With his new openness to having cameras around all the time, he’ll have plenty of opportunity to explain why he was doing so many of the things one would do in preparation for a run even as he insisted that he wasn’t considering a bid. Romney made repeated appearances on the Sunday political talk shows, for instance, and reportedly made 80 congratulatory phone calls to winning campaigns on election night in 2014. All the while, Romney advisers whispered to top contributors and members of Congress that the 2012 nominee remained interested in a bid despite his public denials.
Among the biggest challenges Romney will face is the perception that he is not concerned about the very poor, driven in part by his declaration, during that last campaign, that since they have a safety net he was “not concerned about the very poor.” And then, of course, there were his comments about the 47 percent.
“There are 47 percent of the people who will vote for the president no matter what,” he said. “All right, there are 47 percent who are with him, who are dependent upon government, who believe that they are victims, who believe the government has a responsibility to care for them, who believe that they are entitled to health care, to food, to housing, to you-name-it. That’s an entitlement. And the government should give it to them. And they will vote for this president no matter what. . . . Our message of low taxes doesn’t connect. . . . So my job is not to worry about those people.
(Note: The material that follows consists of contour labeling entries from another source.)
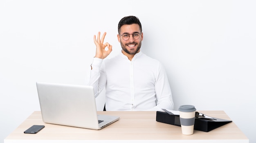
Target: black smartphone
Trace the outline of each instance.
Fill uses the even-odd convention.
[[[44,127],[43,125],[33,125],[24,131],[24,133],[36,134]]]

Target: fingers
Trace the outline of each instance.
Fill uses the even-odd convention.
[[[106,33],[106,32],[104,32],[104,33],[103,34],[103,35],[102,35],[102,37],[101,37],[101,43],[103,44],[103,42],[104,42],[104,39],[105,39],[105,36],[106,36],[106,34],[107,34],[107,33]],[[98,36],[99,37],[99,34],[98,34]]]

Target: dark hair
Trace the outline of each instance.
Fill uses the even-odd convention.
[[[120,33],[120,29],[121,27],[125,25],[130,25],[132,24],[137,24],[139,26],[140,32],[142,31],[141,24],[140,23],[139,18],[134,16],[126,16],[122,18],[118,23],[118,33]]]

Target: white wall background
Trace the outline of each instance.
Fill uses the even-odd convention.
[[[0,0],[0,142],[40,110],[36,81],[86,83],[94,35],[107,32],[110,57],[119,53],[117,24],[130,15],[142,23],[142,51],[166,67],[175,109],[224,110],[256,142],[255,7],[254,0]]]

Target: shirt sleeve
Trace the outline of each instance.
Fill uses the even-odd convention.
[[[94,58],[91,65],[91,70],[88,85],[92,86],[95,98],[102,91],[106,81],[106,76],[102,69],[103,59]]]
[[[167,74],[163,66],[159,65],[159,73],[156,80],[155,90],[157,99],[157,105],[154,111],[161,111],[162,109],[173,109],[173,97]]]

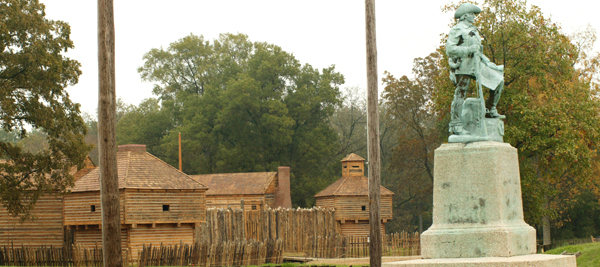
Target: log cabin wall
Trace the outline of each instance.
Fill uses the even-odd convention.
[[[124,191],[120,190],[121,223],[124,223]],[[74,192],[64,197],[64,225],[100,225],[100,191]]]
[[[336,196],[334,206],[336,220],[369,220],[368,196]],[[380,212],[382,220],[392,219],[392,196],[381,196]]]
[[[41,197],[31,211],[35,218],[22,223],[0,205],[0,246],[61,247],[64,242],[62,201],[57,195]]]
[[[194,244],[194,228],[191,225],[182,225],[176,227],[172,225],[156,225],[155,228],[139,227],[127,229],[128,233],[128,246],[127,248],[131,251],[131,256],[134,261],[137,261],[139,252],[142,250],[142,246],[145,244],[152,246],[163,245],[179,245],[180,242],[183,244],[192,245]]]
[[[316,206],[321,207],[321,208],[333,209],[333,208],[335,208],[334,197],[331,196],[331,197],[317,198]]]
[[[125,224],[200,223],[206,220],[206,190],[127,189]]]
[[[261,210],[264,205],[273,203],[273,196],[267,198],[265,195],[207,195],[207,208],[240,208],[244,199],[244,210]],[[270,205],[269,205],[270,206]]]
[[[121,247],[127,248],[128,244],[128,229],[121,229]],[[74,239],[76,246],[82,246],[84,248],[95,248],[102,247],[102,230],[95,227],[89,227],[84,229],[83,226],[78,226],[74,232]]]

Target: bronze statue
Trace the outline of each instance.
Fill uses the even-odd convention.
[[[481,9],[473,4],[465,3],[456,9],[454,18],[458,19],[458,23],[452,27],[446,42],[446,53],[449,57],[450,64],[450,79],[456,85],[454,91],[454,99],[451,107],[450,133],[452,135],[477,136],[475,139],[458,138],[450,142],[464,141],[483,141],[496,140],[487,138],[488,136],[485,117],[487,118],[504,118],[498,114],[496,105],[500,100],[500,95],[504,89],[504,66],[496,65],[490,62],[489,58],[483,55],[483,46],[481,45],[481,37],[479,31],[473,25],[475,15],[481,13]],[[471,83],[475,79],[478,84],[478,99],[480,103],[472,101],[470,107],[473,114],[468,114],[470,111],[463,111],[465,108],[465,96]],[[490,93],[485,104],[483,103],[483,95],[481,85],[489,88]],[[468,104],[471,105],[471,104]],[[476,110],[480,109],[480,110]],[[474,120],[474,121],[469,121]],[[498,120],[499,121],[499,120]],[[501,122],[501,121],[500,121]],[[465,124],[471,123],[469,131]],[[503,123],[499,128],[500,136],[503,135]],[[473,133],[475,131],[476,133]],[[500,137],[501,138],[501,137]],[[460,141],[458,141],[460,140]]]

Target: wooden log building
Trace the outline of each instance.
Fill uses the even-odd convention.
[[[193,244],[205,221],[207,187],[146,152],[145,145],[122,145],[117,152],[121,201],[121,243],[133,260],[142,245]],[[74,243],[102,244],[99,168],[83,176],[64,198],[63,224]]]
[[[191,175],[208,186],[208,208],[239,208],[244,210],[291,208],[290,167],[281,166],[277,172],[219,173]]]
[[[334,208],[335,219],[343,235],[369,235],[369,180],[365,177],[365,159],[352,153],[342,159],[342,178],[315,195],[316,206]],[[392,219],[394,193],[381,187],[381,232]]]
[[[77,181],[95,167],[88,157],[84,168],[77,170],[73,167],[70,174]],[[38,199],[31,211],[33,218],[21,221],[20,217],[10,216],[8,210],[0,204],[0,246],[13,244],[61,247],[67,238],[62,207],[63,195],[46,194]]]

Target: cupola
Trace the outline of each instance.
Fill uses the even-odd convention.
[[[354,153],[342,159],[342,177],[365,176],[365,159]]]

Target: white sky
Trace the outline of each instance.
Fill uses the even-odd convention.
[[[82,64],[79,83],[68,88],[81,110],[94,114],[98,102],[97,1],[40,0],[46,16],[71,25],[75,49],[67,56]],[[448,0],[376,1],[379,80],[383,71],[411,75],[412,62],[439,46],[453,13],[442,13]],[[530,0],[565,33],[591,24],[600,31],[595,0]],[[334,64],[345,86],[366,88],[364,1],[357,0],[117,0],[117,96],[130,104],[152,97],[153,84],[142,82],[137,68],[152,48],[194,33],[213,40],[220,33],[245,33],[293,53],[302,64],[316,68]],[[596,7],[594,7],[594,5]],[[597,42],[595,51],[600,51]],[[379,91],[383,87],[379,86]]]

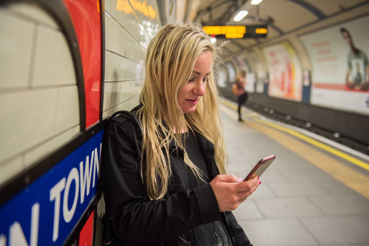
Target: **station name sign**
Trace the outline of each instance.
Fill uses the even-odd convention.
[[[266,25],[204,26],[204,31],[217,38],[266,38]]]
[[[63,245],[100,189],[103,133],[0,206],[0,246]]]

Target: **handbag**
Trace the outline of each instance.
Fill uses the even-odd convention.
[[[238,87],[235,84],[232,85],[232,93],[235,96],[238,95]]]

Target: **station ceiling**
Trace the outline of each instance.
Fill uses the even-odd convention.
[[[258,5],[252,5],[251,0],[199,1],[196,19],[204,25],[268,25],[266,38],[234,39],[227,46],[241,50],[369,3],[368,0],[263,0]],[[247,10],[248,14],[241,21],[234,22],[233,17],[241,10]]]

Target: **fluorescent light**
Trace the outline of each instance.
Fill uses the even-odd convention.
[[[244,18],[244,17],[247,15],[249,11],[247,10],[241,10],[233,18],[233,21],[235,22],[239,21]]]
[[[261,3],[261,1],[263,0],[251,0],[251,2],[250,3],[252,5],[257,5]]]

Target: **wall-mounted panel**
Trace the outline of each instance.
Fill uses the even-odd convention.
[[[312,103],[369,114],[369,16],[303,35]]]
[[[302,68],[297,54],[287,42],[274,44],[263,50],[269,70],[268,94],[301,101]]]

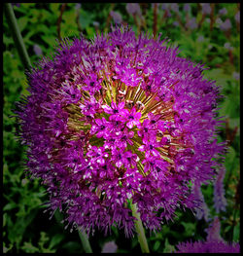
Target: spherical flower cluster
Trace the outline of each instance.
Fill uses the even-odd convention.
[[[64,40],[27,74],[16,111],[27,169],[71,226],[130,236],[133,203],[157,230],[178,207],[198,206],[191,187],[221,165],[219,90],[165,43],[115,28]]]
[[[239,243],[225,241],[195,241],[184,242],[177,245],[177,253],[239,253]]]

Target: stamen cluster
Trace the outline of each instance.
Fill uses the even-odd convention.
[[[191,185],[216,172],[219,90],[202,65],[165,41],[126,27],[72,43],[27,74],[17,104],[29,172],[50,193],[50,207],[87,233],[134,230],[136,203],[150,230],[177,207],[198,206]]]

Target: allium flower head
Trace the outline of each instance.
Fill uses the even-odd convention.
[[[213,178],[225,147],[219,90],[165,43],[116,28],[64,40],[27,74],[30,95],[16,111],[27,169],[71,226],[131,236],[136,203],[158,230],[177,207],[195,207],[191,186]]]
[[[239,253],[239,243],[224,241],[195,241],[184,242],[177,245],[177,253]]]

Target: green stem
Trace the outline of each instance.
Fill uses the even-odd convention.
[[[79,229],[78,229],[78,232],[79,232],[80,239],[82,241],[85,252],[92,253],[92,249],[91,249],[91,246],[90,246],[90,243],[88,241],[88,238],[87,238],[86,232],[81,231]]]
[[[143,224],[140,218],[140,213],[137,211],[136,203],[131,203],[131,210],[132,210],[132,216],[135,217],[137,220],[135,220],[135,229],[138,235],[138,241],[140,243],[140,247],[142,250],[142,253],[149,253],[149,245],[145,237]]]
[[[29,69],[31,66],[30,58],[28,56],[25,45],[23,43],[23,39],[20,34],[13,7],[10,3],[4,4],[4,12],[9,25],[9,29],[12,32],[13,39],[15,41],[15,45],[20,56],[21,62],[25,69]]]

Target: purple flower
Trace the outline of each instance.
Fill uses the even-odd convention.
[[[176,253],[239,253],[239,243],[224,241],[182,242],[177,245]]]
[[[178,22],[177,20],[175,20],[175,21],[173,22],[173,25],[174,25],[174,26],[179,26],[180,24],[179,24],[179,22]]]
[[[240,22],[240,11],[234,16],[235,20],[239,23]]]
[[[195,18],[191,18],[187,23],[186,26],[190,29],[195,29],[197,28],[197,23]]]
[[[121,24],[122,21],[122,18],[120,13],[111,11],[110,13],[111,17],[113,18],[113,20],[117,24]]]
[[[175,13],[179,13],[179,5],[176,3],[171,4],[170,9]]]
[[[222,8],[220,11],[219,11],[219,15],[220,16],[226,16],[227,14],[227,10],[226,7]]]
[[[114,240],[107,241],[104,244],[101,253],[115,253],[117,252],[117,249],[118,249],[118,245],[115,243]]]
[[[139,126],[141,124],[139,122],[141,115],[142,115],[141,112],[136,112],[135,107],[133,107],[130,111],[128,111],[127,109],[124,109],[123,117],[127,121],[126,127],[128,128],[132,128],[134,126]]]
[[[222,22],[220,24],[220,28],[223,31],[226,31],[226,30],[230,29],[231,28],[231,22],[230,22],[229,18],[226,18],[224,22]]]
[[[221,238],[221,222],[219,217],[214,218],[213,223],[211,223],[210,227],[206,231],[208,234],[208,241],[224,241],[224,239]]]
[[[202,14],[210,15],[210,13],[211,13],[211,6],[210,6],[210,4],[201,4],[201,6],[202,6],[202,8],[201,8]]]
[[[190,4],[184,4],[183,10],[186,13],[190,13],[191,12],[191,5]]]
[[[138,16],[141,16],[141,9],[140,9],[140,6],[139,4],[137,3],[128,3],[126,4],[125,6],[125,10],[126,12],[129,14],[129,15],[138,15]]]
[[[33,50],[38,56],[42,55],[42,49],[38,45],[34,45]]]
[[[225,211],[226,206],[226,200],[225,198],[225,188],[224,188],[224,178],[226,174],[226,169],[221,168],[217,175],[214,184],[214,205],[216,212]]]
[[[78,3],[75,5],[75,10],[80,10],[82,7],[82,4]]]
[[[218,87],[165,43],[122,26],[65,40],[27,73],[16,110],[26,166],[70,229],[131,237],[136,202],[144,226],[160,230],[177,207],[200,205],[193,186],[221,167]]]

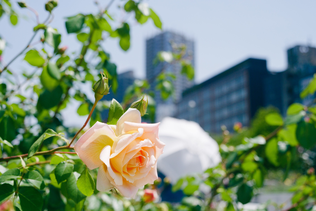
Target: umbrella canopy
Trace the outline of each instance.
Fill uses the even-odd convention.
[[[221,161],[218,145],[196,122],[166,117],[159,130],[166,146],[157,168],[172,183],[186,175],[202,173]]]

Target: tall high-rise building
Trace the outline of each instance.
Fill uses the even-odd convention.
[[[173,45],[185,45],[186,47],[187,55],[190,56],[192,65],[194,65],[194,42],[184,36],[170,31],[158,34],[146,41],[146,78],[151,85],[151,89],[155,93],[156,102],[156,121],[165,116],[173,116],[175,112],[175,103],[180,101],[182,92],[193,85],[193,80],[188,80],[181,74],[181,65],[179,63],[170,64],[167,62],[155,62],[158,53],[161,51],[173,52]],[[155,90],[157,84],[156,78],[162,71],[173,73],[176,77],[173,81],[174,94],[167,101],[160,96],[160,93]]]
[[[264,104],[264,79],[266,61],[249,59],[185,91],[176,117],[194,121],[208,132],[218,133],[225,125],[249,125]]]

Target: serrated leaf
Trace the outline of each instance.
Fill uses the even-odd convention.
[[[27,182],[31,183],[39,189],[43,189],[45,187],[43,176],[36,170],[28,171],[23,178]]]
[[[121,104],[116,100],[113,99],[111,102],[107,119],[108,125],[116,125],[118,120],[123,114],[124,111]]]
[[[14,191],[14,187],[9,184],[5,183],[0,185],[0,204],[10,198]]]
[[[316,144],[316,128],[314,125],[302,121],[297,125],[296,136],[302,146],[310,149]]]
[[[80,116],[84,116],[89,114],[89,104],[88,102],[82,103],[80,105],[77,113]]]
[[[293,115],[298,114],[301,111],[303,110],[304,110],[304,106],[301,103],[293,103],[288,108],[286,114],[288,115]]]
[[[33,49],[27,53],[24,60],[31,65],[36,67],[41,66],[45,63],[45,60],[40,55],[38,52]]]
[[[153,21],[154,22],[154,23],[156,27],[159,28],[161,29],[162,29],[162,24],[160,21],[160,19],[159,18],[159,17],[155,13],[152,9],[150,9],[150,17],[151,18],[151,19],[152,19]]]
[[[56,167],[55,171],[55,176],[57,183],[59,184],[68,179],[73,170],[74,165],[71,163],[63,161],[58,164]]]
[[[265,146],[265,156],[268,160],[276,166],[280,165],[279,161],[278,140],[273,138],[269,141]]]
[[[277,113],[269,114],[265,117],[265,121],[270,125],[280,126],[283,124],[282,116]]]
[[[237,191],[237,198],[243,204],[246,204],[252,197],[252,189],[246,183],[241,185]]]
[[[61,41],[61,35],[56,29],[48,27],[44,32],[44,36],[45,41],[54,48],[54,52],[57,52],[58,50],[58,46]]]
[[[82,14],[78,14],[75,16],[67,18],[65,23],[67,32],[68,34],[74,33],[81,30],[85,17]]]
[[[22,211],[41,211],[43,200],[42,195],[31,187],[20,187],[18,193]]]
[[[12,169],[8,170],[0,176],[0,183],[12,179],[21,178],[21,172],[18,168]]]
[[[62,186],[64,186],[64,190],[66,191],[66,196],[67,199],[72,199],[76,203],[79,202],[85,198],[86,196],[79,190],[77,186],[77,179],[74,172],[71,172],[66,182],[63,183]]]
[[[82,193],[88,196],[91,195],[93,193],[95,187],[94,181],[87,168],[85,168],[78,178],[77,186]]]
[[[56,64],[52,62],[49,62],[47,65],[47,71],[49,75],[53,78],[57,80],[60,80],[61,76],[60,70]]]
[[[43,142],[44,140],[53,136],[58,135],[58,134],[56,132],[52,129],[46,130],[31,146],[30,149],[28,150],[27,159],[29,159],[31,157],[33,156],[38,151],[40,147],[42,145],[42,144],[43,143]]]

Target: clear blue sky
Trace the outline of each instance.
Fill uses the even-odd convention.
[[[0,35],[8,43],[3,58],[8,61],[21,48],[33,34],[36,24],[33,15],[12,1],[20,16],[17,27],[6,17],[0,21]],[[99,1],[104,6],[109,1]],[[41,21],[47,13],[44,1],[26,1],[37,10]],[[286,50],[297,44],[316,46],[316,1],[314,0],[149,0],[145,1],[160,17],[164,30],[182,33],[195,42],[196,82],[199,83],[249,57],[265,59],[268,68],[280,71],[287,66]],[[118,8],[123,1],[115,0],[110,14],[122,19],[124,13]],[[60,0],[54,10],[51,24],[62,34],[61,46],[70,52],[81,45],[75,35],[68,35],[64,17],[82,13],[96,13],[93,1]],[[145,41],[159,33],[151,20],[143,25],[130,19],[131,46],[127,52],[120,48],[116,40],[106,40],[103,45],[122,72],[133,70],[136,76],[145,76]],[[28,69],[20,57],[11,66],[13,70]]]

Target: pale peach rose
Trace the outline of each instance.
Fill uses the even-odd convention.
[[[158,178],[157,160],[165,145],[158,136],[160,123],[141,121],[139,111],[129,109],[116,125],[97,122],[75,145],[88,168],[99,167],[98,190],[116,188],[124,196],[134,198],[140,187]]]
[[[156,189],[145,189],[144,190],[143,198],[146,203],[152,202],[158,198],[158,194]]]

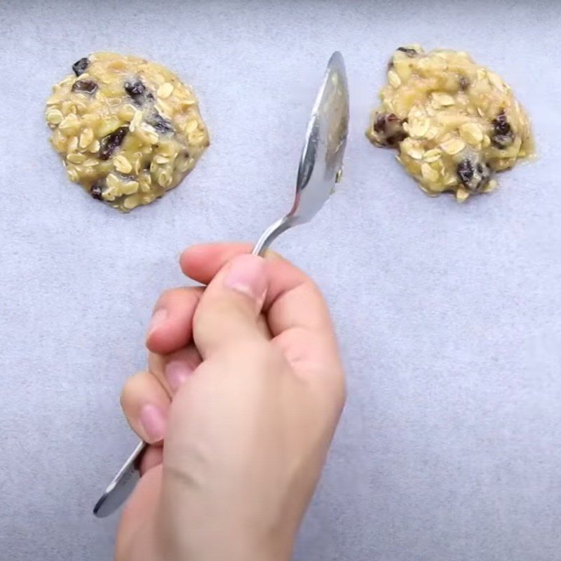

I’ll never convince them that they should take personal responsibility and care for their lives.”
Romney defenders said that these comments, secretly recorded at a high-dollar fundraiser and provided to the media, gave voters a mistaken impression of the man they know. Critics point to the remarks as a major reason Romney performed so poorly with low-income and minority voters. Of the voters in 2012 who told exit pollsters that they valued a candidate who “cares about voters like me,” 81 percent voted for Barack Obama. Just 18 percent voted for Romney.
To correct the misimpression that he sees poor and minority Americans primarily as political commodities, Romney would reportedly focus a 2016 campaign on poverty.
“The rich have done historically well,” Romney said. “I’m concerned about the middle class and the poor in this country.” He added: “We tend to go to the audiences that vote in a Republican primary and tend therefore not to be as involved in minority communities as we need to be to win the general election,” he said. “So we’ve got to stop thinking so much about the primary and start thinking more about making sure we have people that support us in the general election.”
Meet the real Mitt Romney?
Stephen F. Hayes is a senior writer at The Weekly Standard.